Following Andrej Karpathy's philosophy: "~1000 samples is the sweet spot for educational datasets."

  • Decent accuracy: Achieves ~80% test accuracy on MLPs (vs <20% with 150 samples)
  • Fast training: <10 sec on CPU, instant feedback loop
  • Balanced classes: Perfect 100 samples per digit (0-9)
  • Offline-capable: Ships with repo, no downloads needed
  • USB-friendly: 310 KB fits on any device, even RasPi0
  • Real learning curve: Model improves visibly across epochs

Curation Process

Created from the sklearn digits dataset (8×8 downsampled MNIST):

  1. Balanced Sampling: 100 training samples per digit class (1000 total)
  2. Test Split: 20 samples per digit (200 total) from remaining examples
  3. Random Seeding: Reproducible selection (seed=42)
  4. Normalization: Pixels normalized to [0, 1] range
  5. Shuffled: Training and test sets randomly shuffled for fair evaluation

The sklearn digits dataset itself is derived from the UCI ML hand-written digits datasets.
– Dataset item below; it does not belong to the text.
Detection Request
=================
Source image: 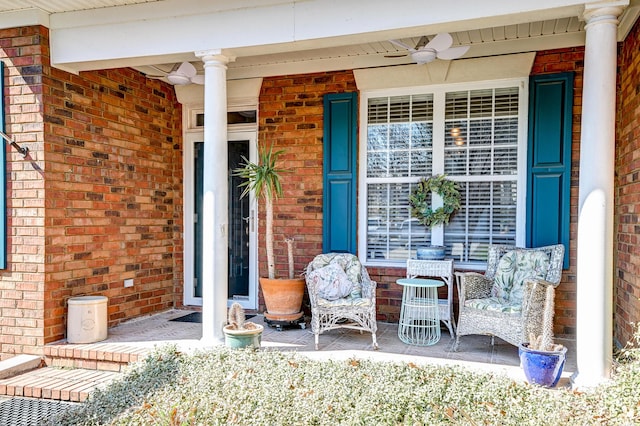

Why TinyDigits vs Full MNIST?

Metric MNIST TinyDigits Benefit
Samples 60,000 1,000 60× fewer samples
File size 10 MB 310 KB 32× smaller
Train time 5-10 min <10 sec 30-60× faster
Test accuracy (MLP) ~92% ~80% Close enough for learning
Download Network required Ships with repo Always available
Resolution 28×28 (784 pixels) 8×8 (64 pixels) Faster forward pass
Edge deployment Challenging Perfect Works on RasPi0

Educational Progression

TinyDigits serves as the first step in a scaffolded learning path:

  1. TinyDigits (8×8) ← Start here: Learn MLP/CNN basics with instant feedback
  2. Full MNIST (28×28) ← Graduate to: Standard benchmark, longer training
  3. CIFAR-10 (32×32 RGB) ← Advanced: Color images, real-world complexity

Citation

TinyDigits is curated from the sklearn digits dataset for educational use in TinyTorch.

Original Source:

  • sklearn.datasets.load_digits()
  • Derived from UCI ML hand-written digits datasets
  • License: BSD 3-Clause (sklearn)

TinyTorch Curation:

@misc{tinydigits2025,
  title={TinyDigits: Curated Educational Dataset for ML Systems Learning},
  author={TinyTorch Project},
  year={2025},
  note={Balanced subset of sklearn digits optimized for edge deployment}
}

Generation

To regenerate this dataset from the original sklearn data:

python3 datasets/tinydigits/create_tinydigits.py

This ensures reproducibility and allows customization for specific educational needs.

License

See LICENSE for details. TinyDigits inherits the BSD 3-Clause license from sklearn.